Pour ma part, je pense que le principal souci en prison, c’est que les détenues ont accès à beaucoup de choses auxquelles elles n’auraient pas droit à l’extérieur, ce qui fragilise après leur réinsertion. Le système pénitentiaire actuel encourage l’assistanat. Tout est disponible au centre de détention : de la nourriture, du travail et des cours de guitare ou de sports. Les détenues ont des cellules qui ressemblent à de petits studios individuels avec leur télévision, frigo, ordinateur... A chaque repas, c’est entrée, plat, fromage, dessert, alors que je connais des étudiants à l’extérieur qui dorment dans leur voiture et ne font pas trois repas par jour. En ce qui concerne le personnel, il faudrait une meilleure prise en considération de notre travail, des moments de paroles et d'échanges, des débriefings réalisés par des professionnels de santé et le rétablissement de l'autorité de l'agent par la réintroduction de la discipline.

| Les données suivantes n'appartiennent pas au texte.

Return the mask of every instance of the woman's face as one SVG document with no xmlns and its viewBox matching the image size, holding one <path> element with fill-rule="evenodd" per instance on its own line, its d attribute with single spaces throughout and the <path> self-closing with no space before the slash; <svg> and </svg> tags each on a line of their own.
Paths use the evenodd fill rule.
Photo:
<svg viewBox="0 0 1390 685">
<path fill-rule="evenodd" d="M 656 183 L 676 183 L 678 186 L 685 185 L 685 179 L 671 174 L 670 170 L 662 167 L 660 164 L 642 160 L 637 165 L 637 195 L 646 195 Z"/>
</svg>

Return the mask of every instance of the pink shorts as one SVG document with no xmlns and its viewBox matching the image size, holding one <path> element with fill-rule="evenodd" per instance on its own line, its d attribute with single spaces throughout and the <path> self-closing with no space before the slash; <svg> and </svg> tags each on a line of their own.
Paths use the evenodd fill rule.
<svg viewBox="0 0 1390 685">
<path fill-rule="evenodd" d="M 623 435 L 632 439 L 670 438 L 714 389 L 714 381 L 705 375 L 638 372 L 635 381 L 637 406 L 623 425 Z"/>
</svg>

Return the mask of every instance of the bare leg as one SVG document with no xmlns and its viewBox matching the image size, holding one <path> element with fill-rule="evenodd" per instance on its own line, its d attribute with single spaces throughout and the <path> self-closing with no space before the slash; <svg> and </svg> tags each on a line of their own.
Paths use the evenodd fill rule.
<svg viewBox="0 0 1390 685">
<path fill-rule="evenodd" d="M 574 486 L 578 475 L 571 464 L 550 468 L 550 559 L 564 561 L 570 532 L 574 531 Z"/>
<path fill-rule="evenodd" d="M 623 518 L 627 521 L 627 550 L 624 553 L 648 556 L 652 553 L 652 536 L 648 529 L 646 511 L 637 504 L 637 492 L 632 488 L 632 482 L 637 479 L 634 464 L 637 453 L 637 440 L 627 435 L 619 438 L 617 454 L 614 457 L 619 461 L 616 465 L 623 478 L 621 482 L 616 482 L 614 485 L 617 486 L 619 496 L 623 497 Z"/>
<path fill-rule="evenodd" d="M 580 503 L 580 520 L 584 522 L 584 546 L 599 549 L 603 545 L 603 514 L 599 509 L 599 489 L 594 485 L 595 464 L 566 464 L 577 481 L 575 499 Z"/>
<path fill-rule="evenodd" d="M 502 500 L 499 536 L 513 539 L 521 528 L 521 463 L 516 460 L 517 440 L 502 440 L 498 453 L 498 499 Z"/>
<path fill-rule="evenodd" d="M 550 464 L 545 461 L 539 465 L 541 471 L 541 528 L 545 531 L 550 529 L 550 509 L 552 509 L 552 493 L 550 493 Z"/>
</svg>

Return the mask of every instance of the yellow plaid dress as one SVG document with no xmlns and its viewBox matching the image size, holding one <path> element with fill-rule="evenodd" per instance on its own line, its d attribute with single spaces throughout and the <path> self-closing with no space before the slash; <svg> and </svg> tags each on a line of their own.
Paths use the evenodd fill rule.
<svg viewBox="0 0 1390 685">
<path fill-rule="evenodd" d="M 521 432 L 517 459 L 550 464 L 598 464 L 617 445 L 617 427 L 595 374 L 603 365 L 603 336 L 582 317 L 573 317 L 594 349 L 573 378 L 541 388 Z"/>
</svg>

Sans oublier, plus de personnel dans les maisons d’arrêts où les surveillants sont en sous-effectif constant. On a besoin de se sentir en confiance et appuyé en toutes circonstances par notre hiérarchie.
S'il y avait des choses à refaire que ne referiez-vous pas ?
Je crois qu’au lieu d’être surveillante, je serais devenue éducatrice ou professeur.
Vous sentez-vous parfois vous-même en prison ?
Après 20 ans de métier, je me pose parfois la question de combien d’années fermes cela représente. Plus le temps passe et plus je ressens ce sentiment d’enfermement. Plus précisément, je ne me sens pas libre.